Nonostante tutto ha vissuto Anna, insieme al fratello di poco più giovane: a Padova, poi a Milano, alle scuole medie, e poi al Liceo Manzoni, e poi all'istituto Itsos, quello che frequentavano gli artisti come lei, e che infatti qualche anno dopo ha sfornato il gruppo musicale Casino Royale.
La storia di un uomo che vuole fare la Storia, o di chi ne è già protagonista assoluto, è più importante della storia dei famigliari e delle persone che lo circondano? Nel caso di Toni Negri, sembra che all'interno della famiglia, esistesse solo lui. Nonostante fosse inserito in un nucleo famigliare che necessitava di andare avanti, e vivere, formarsi e rifondersi, crescere e permettere di sviluppare a ciascuno la propria identità, il pater familias, con il suo egoismo o comunque con la sua personalità ingombrante, sembra non aver dato a tutti le chance che a lui sono state concesse dalle persone amate.

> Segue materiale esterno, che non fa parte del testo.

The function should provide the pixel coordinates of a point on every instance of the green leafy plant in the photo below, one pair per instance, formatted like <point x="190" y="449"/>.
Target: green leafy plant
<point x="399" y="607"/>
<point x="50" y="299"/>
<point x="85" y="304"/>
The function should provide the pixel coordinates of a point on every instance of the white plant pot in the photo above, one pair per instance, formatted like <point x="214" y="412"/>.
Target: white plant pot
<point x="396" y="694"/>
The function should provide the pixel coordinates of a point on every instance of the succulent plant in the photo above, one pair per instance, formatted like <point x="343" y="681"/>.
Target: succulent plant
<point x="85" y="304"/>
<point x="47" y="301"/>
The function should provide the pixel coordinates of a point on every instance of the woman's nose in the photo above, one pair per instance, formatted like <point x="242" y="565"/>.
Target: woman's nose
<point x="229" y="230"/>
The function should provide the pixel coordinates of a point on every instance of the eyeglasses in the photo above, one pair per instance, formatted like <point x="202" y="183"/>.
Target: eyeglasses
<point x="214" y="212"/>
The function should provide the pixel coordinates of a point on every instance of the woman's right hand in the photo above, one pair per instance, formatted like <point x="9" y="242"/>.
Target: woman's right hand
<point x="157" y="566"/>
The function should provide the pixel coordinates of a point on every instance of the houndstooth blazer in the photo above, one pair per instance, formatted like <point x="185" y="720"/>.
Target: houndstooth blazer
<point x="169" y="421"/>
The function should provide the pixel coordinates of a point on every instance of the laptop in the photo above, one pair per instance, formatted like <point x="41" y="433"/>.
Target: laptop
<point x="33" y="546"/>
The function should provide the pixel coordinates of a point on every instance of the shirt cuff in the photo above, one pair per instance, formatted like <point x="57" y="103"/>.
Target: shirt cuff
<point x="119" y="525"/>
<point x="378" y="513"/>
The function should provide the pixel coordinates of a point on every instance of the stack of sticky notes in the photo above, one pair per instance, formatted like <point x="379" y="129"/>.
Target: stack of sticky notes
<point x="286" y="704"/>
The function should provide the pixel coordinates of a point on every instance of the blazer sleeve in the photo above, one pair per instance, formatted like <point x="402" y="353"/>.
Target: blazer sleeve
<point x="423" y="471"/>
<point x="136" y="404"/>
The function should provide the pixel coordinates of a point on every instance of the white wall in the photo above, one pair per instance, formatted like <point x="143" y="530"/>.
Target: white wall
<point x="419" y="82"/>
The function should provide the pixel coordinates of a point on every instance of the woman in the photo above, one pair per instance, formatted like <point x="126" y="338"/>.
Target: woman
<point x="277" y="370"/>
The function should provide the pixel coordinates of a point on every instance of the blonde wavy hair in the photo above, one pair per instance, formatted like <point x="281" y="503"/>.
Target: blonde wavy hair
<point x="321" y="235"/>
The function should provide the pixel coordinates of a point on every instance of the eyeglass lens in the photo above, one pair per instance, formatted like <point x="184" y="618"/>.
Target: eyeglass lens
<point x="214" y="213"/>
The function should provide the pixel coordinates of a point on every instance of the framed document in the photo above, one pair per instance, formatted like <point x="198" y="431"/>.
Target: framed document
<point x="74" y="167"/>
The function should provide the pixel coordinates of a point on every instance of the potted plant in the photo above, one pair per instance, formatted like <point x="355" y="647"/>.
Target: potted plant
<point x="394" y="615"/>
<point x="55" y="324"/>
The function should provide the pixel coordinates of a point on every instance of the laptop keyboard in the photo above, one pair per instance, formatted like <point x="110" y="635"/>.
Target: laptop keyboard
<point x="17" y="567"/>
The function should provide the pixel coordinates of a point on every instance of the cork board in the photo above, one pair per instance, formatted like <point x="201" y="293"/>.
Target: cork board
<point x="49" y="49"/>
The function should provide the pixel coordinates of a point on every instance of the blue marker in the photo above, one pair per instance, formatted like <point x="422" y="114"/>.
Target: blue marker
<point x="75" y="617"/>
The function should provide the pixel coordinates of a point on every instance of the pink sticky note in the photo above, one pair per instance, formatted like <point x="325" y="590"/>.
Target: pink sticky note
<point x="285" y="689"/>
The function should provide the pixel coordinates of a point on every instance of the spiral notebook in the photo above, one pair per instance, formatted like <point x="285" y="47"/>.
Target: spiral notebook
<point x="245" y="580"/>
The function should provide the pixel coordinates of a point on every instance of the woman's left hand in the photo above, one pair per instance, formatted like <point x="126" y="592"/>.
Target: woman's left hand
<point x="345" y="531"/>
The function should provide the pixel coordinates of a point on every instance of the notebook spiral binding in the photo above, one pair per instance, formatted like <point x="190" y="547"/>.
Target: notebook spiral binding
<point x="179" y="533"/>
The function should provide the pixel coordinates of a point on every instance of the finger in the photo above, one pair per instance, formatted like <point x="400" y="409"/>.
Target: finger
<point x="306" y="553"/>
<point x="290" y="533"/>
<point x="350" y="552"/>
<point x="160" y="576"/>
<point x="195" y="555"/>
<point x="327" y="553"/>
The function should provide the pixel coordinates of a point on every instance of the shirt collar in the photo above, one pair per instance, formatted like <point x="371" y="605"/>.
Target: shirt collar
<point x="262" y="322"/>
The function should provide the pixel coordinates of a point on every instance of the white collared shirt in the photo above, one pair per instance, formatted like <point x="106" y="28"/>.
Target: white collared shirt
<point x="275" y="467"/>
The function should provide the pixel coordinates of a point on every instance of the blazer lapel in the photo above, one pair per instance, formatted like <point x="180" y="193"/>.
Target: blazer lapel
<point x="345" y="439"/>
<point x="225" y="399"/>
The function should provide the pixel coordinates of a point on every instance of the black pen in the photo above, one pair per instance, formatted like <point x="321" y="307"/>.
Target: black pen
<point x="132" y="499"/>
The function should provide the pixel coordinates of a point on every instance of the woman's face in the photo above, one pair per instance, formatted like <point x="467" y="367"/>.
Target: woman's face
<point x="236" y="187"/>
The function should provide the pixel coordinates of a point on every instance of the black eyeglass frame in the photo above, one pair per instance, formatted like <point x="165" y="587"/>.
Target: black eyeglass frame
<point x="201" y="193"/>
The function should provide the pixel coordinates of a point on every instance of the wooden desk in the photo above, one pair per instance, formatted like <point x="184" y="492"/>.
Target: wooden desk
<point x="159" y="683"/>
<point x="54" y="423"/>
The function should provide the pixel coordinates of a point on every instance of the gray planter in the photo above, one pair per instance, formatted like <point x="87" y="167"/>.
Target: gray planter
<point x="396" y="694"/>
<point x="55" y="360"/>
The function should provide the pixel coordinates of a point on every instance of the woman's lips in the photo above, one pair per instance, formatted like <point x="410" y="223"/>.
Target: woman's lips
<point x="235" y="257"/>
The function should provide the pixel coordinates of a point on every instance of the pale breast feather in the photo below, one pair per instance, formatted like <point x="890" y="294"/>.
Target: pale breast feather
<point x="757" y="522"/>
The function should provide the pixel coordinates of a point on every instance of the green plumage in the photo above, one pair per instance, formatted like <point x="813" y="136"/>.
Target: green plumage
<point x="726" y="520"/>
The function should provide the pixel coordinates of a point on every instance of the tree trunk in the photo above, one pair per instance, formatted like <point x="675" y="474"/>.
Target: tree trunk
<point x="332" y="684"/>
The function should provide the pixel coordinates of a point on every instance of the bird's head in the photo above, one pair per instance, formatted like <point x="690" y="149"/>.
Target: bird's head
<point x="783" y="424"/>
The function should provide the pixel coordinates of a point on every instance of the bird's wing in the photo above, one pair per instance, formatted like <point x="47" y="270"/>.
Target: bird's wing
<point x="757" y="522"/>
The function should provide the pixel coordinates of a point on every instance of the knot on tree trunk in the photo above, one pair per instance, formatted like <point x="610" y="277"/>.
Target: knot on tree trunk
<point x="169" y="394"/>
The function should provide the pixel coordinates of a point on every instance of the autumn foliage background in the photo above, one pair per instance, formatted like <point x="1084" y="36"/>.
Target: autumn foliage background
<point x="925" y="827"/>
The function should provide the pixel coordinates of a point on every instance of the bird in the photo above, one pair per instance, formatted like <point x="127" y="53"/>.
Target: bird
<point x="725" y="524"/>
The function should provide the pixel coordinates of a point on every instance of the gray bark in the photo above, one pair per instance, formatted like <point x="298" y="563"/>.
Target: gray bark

Perché? Questo non lo sapremo dal libro di Anna. Quello che invece scopriremo è l'infanzia e l'adolescenza di una giovane e intelligente ragazza, che spiega in termini personalissimi la difficoltà di crescere e diventare se stessa, anche con un papà così.
Gli sguardi dei compagni al Liceo, i ragazzi che non ricambiano il suo amore, le difficoltà con il corpo che diventa sempre più grande – anche in seguito a una violenza subita e mai denunciata – fino a costruire barriera impenetrabile tra sé e gli altri. Uno stare male giorno per giorno che è straziante, un vivere attraverso le sigarette le ore piccole, i caffè o la marijuana (o altre droghe molto in voga in quegli anni, oggi molto molto demonizzate), un'alimentazione altalenante e vorace, una voglia di solitudine e al tempo stesso un'incapacità di reale interazione con l'altro.
Un poco, tutto questo, potremmo chiamarlo adolescenza. Un poco però ci si rende conto che non è normale. Alla tristezza dei viaggi verso la prigione del padre, che spesso cambia destinazione e luoghi, e dei dialoghi impossibili con l'uomo che anche durante l'orale di maturità diventerà tema d'esame, si assomma un'altra tragedia, che è quella vissuta prima del liceo. La tristezza delle scuole medie in cui papà c'era ma non c'era, in cui tanti amici passavano per casa ma dove quando suonava il telefono non bisognava rispondere mai.
Carabinieri e poliziotti che entrano in casa, non sono la normalità. Neppure due ragazzini che fanno le classi superiori vivendo da soli, quasi dei contemporanei ribelli, non sono la normalità. Tutto ci si aspettava, dal libro di Anna Negri, se non l'eccezionalità di una vita. Quello che purtroppo è tristemente vero e descritto con apertura, trasparenza, sincerità è il segno che lasciano in una donna adulta i primi vent'anni senza famiglia. Quelli successivi, Anna è andata all'estero, lo sapeva che non ci sarebbe stato nessuno, a proteggerla. Ma tutt'oggi, nel testo, si sente il rimpianto a un'infanzia (nb. non un'infanzia felice, ma un'infanzia). Forse per questo ha dedicato il libro a suo figlio. Sicura che lui l'avrà.

  • lucaperetti |

    molto bella e sentita la tua recensione, e il libro e’ bellissimo, le ultime tre pagine sono sconvolgenti, avevo i brividi leggendole.